“In rerum natura non ci sono che due generi di cose: sostanze e accidenti; e se io provo che il contagio non può essere né l’uno né l’altro, avrò provato che non esiste, che è una chimera”. Così disquisiva il don Ferrante dei Promessi Sposi che aveva bisogno di negare l’esistenza di quella peste che, poi, finì per portarselo via.
E’ un po’, ovviamente augurandole un esito diverso, quel che fa pensare Giorgia Meloni quando nega la portata dei dazi indiscriminatamente confermati da Donald Trump. Le borse precipitano con conseguenti danni plurimiliardari anche per giganti come la Apple; il dollaro si svaluta; quasi tutti i settori produttivi, stranieri, ma paradossalmente pure americani, ne risentono duramente; e c’è chi già vede un abbassamento globale del Pil mondiale di almeno l’%. Eppure, Giorgia Meloni non vede effetti catastrofici. Che invece ella ben sa quanto siano già in corso.
E quindi, verrebbe da chiedersi, perché un simile atteggiamento? I motivi sono di vario genere. Intanto, questa “calma e gesso”, nonostante il danno enorme che ricadrà su tutta la nostra struttura produttiva, che vive principalmente di esportazione, serve per schierarsi senza enfasi, e comunque il meno possibile, lungo quel solco europeo che, fatalmente, sarà frutto di un comune agire da cui l’Italia non potrà sottrarsi. Pure Giulio Cesare dovette soppesare quel passaggio del Rubicone che la Meloni dovrebbe guadare all’incontrario. E senza avere dietro troppe “legioni” da gettare sul campo di battaglia: con Trump o con l’Europa.
Con l’auspicio, ovviamente, che siano gli stessi americani a valutare se le promesse di Donald Trump, che a lungo termine prevede un’America più ricca di prima, valgano le sofferenze di un periodo più o meno esteso. Abituati come sono, e questo è frutto anche di una loro cultura politica ed esistenziale consolidata, ad illudersi di poter avere tutto e subito. O almeno, nell’arco dei quattro anni di durata certa di una Presidenza.

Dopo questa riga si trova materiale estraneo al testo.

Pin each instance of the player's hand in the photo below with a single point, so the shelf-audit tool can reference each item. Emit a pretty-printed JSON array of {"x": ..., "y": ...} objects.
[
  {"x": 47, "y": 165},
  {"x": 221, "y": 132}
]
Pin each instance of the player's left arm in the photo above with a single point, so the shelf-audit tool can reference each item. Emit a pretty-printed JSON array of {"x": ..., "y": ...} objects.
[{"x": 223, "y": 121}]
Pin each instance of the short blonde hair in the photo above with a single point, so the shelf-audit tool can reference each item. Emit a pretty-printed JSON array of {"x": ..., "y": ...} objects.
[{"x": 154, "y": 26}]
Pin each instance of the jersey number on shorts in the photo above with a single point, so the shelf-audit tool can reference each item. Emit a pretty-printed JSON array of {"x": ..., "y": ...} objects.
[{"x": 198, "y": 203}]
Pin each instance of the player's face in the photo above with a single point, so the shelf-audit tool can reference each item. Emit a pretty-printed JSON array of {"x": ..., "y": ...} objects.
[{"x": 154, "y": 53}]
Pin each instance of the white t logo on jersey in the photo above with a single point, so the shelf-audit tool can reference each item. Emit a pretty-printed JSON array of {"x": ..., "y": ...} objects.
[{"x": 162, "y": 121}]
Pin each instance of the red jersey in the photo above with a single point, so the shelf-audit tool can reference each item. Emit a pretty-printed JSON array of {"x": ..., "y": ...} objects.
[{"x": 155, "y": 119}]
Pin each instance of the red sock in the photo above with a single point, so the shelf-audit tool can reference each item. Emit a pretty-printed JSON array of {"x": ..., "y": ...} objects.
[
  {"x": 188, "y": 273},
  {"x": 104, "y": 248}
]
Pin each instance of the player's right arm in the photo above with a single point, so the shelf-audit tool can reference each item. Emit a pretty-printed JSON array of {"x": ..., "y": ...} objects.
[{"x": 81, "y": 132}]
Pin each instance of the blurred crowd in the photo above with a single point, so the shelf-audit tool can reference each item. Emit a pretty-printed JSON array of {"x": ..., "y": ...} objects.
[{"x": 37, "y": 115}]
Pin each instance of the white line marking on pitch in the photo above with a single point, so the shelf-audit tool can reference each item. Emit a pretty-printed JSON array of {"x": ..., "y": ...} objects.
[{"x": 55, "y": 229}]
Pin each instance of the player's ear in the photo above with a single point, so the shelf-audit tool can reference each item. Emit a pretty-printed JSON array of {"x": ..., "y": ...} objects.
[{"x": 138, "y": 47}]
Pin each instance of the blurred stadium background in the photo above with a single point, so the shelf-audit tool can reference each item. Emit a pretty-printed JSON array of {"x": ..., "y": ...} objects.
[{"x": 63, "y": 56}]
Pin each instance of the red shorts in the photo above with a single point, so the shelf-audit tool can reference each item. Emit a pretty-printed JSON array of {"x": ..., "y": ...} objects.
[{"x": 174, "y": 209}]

Queste sono le mattine in cui la prima colazione a base di uova e latte, i cui prezzi stanno schizzando alle stelle, e più di quanto non accadesse ai tempi d’inflazione in ascesa con la Presidenza Biden, è accompagnata dai notiziari sui crolli della borsa di New York e del valore dei bit coin, sulla crescita dei costi degli “i phone” e di tante altre cose di cui gli americani non riescono più a fare a meno. E così, Giorgia Meloni, ma non solo lei, spera che, mentre resta sospesa la domanda se i dazi siano “sostanze o accidenti”, la questione si possa risolvere da sola in un periodo di mesi, invece che di anni. E la qual cosa, la salverebbe da fare i conti con i compagni di avventura di questa maggioranza, in particolare Matteo Salvini.
C’è sempre da sperare che, con l’arrivo pasquale di Vance a Roma, possa scattare lo “stellone” cui gli italiani si affidano sempre quando non sanno che pesci prendere. Ma scatterà davvero per un Paese che ha uno di surplus tra i più rilevanti di quelli europei rispetto agli Stati Uniti? Al punto che, se invece come per tutti gli europei colpiti con il 20%, Trump avesse fatto bene i conti, all’Italia sarebbe toccato un ben più costoso 31%. E allora potremmo persino chiederci se in taluni ambienti di Palazzo Chigi non pensano quanto, addirittura, ci sia andata bene… e se non sia meglio incassare e portare a casa.
Vedremo che diranno alla Meloni i rappresentanti del nostro mondo produttivo che, con troppa calma, si è decisa a convocare solo per la prossima settimana. Dopo che i suoi portavoce hanno ironizzato sull’incontro da Macron organizzato subito, invece, con gli industriali francesi non appena si è conosciuta la portata dei dazi trumpiani.